Graphite is a form of pure carbon that normally occurs as black crystal flakes and masses. Its unique physical and chemical properties make it well-suited to many industrial applications, including electronics, lubricants, metallurgy, and steel making. Consumption of smart electronic devices has caused a growth in demand and this may continue to grow as sales of electric and hybrid vehicles require larger batteries.
Graphite generally forms from high-grade metamorphism of organic matter in sediments . The three main types of commercially significant natural graphite are crystalline or disseminated flake, crystalline vein or lump, and microcrystalline or amorphous graphite. The value of graphite deposits depends on grade, purity, size and range of flakes or needles, while the presence of impurities that may have a negative effect on extraction.
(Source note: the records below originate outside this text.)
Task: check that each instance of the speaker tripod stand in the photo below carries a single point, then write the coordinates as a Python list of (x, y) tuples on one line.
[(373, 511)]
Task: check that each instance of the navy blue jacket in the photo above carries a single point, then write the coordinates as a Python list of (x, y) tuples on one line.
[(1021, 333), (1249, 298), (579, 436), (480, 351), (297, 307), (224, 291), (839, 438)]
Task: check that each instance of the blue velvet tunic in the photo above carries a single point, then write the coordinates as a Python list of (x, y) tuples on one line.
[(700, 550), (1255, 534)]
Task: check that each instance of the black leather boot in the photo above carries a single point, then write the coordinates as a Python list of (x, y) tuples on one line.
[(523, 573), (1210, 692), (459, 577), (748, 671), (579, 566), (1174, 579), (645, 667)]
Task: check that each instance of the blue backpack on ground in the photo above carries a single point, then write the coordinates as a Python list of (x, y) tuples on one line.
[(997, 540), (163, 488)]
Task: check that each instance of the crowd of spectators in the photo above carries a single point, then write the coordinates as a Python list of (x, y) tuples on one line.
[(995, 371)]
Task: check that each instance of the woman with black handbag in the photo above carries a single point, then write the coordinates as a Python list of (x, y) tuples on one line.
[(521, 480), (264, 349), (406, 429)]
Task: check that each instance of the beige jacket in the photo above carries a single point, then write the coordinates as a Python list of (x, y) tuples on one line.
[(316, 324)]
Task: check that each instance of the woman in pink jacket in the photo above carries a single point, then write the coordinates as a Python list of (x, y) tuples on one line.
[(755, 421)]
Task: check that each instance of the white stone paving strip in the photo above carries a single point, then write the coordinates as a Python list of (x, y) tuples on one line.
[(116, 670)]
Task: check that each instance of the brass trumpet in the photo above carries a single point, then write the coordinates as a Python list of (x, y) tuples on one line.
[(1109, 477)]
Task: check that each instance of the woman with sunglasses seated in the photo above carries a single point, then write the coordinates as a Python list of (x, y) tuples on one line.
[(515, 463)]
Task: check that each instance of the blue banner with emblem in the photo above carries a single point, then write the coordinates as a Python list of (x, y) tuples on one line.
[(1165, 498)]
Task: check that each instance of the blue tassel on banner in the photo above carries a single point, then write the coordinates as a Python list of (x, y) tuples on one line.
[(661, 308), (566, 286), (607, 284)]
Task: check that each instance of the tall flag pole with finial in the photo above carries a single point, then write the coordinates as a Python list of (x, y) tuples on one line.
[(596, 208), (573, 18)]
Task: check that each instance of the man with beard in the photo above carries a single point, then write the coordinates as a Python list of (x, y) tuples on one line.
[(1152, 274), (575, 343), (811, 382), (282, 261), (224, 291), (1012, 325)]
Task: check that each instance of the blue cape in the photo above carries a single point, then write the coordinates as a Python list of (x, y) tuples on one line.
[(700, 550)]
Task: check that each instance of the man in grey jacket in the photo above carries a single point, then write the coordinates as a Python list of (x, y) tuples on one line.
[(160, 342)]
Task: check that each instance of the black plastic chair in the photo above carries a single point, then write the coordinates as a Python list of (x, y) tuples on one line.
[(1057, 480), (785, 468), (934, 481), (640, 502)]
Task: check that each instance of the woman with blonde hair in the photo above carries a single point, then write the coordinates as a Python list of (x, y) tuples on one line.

Demand for natural flake graphite (NFG) has been growing steadily over the past few decades because of the demand for lithium-ion batteries, which are used in electronics such as tablets, laptops and smartphones as well as in electric cars. The battery in a fully-electric car can contain as much of 40 kg of graphite, not to mention the proliferation of mobile devices that use Li-ion batteries — so the demand for the graphite mineral is already high and will likely keep growing as the world transitions to clean energy sources.
Molecular Characterization of Natural Graphite: Important knowledge for futuristic exploration and exploitation
Graphite is an allotropic form of the element carbon consisting of layers of hexagonally arranged carbon atoms in a planar condensed ring system. Graphene is a one atom layer thick carbon sheet. Graphene exhibits many interesting electronic, optical and mechanical properties due to its two-dimensional (2D) crystal structure. Graphite is the most common anode material for (metal) ion batteries. One of the main advantages of graphite against alloying anodes is that graphite has a very low volume expansion on intercalation.
Molecular Characterization of graphite samples could provide important information regarding their microstructural information and their value for industrial applications.The macromolecular structural parameters could be properly understood with XRD, Raman spectroscopy is one of the most powerful tools for the study of carbonaceous materials, especially sp2 or close to sp2 carbon materials such as graphite and other carbon materials. For understanding the detailed molecular characterization, structural properties with layer thickness, functional group, size extension, GSES would be using other characterization techniques like UV-Visible absorption spectroscopy, Fluorescence spectroscopy, FTIR spectroscopy, Scanning Electron Microscopy for futuristic applications.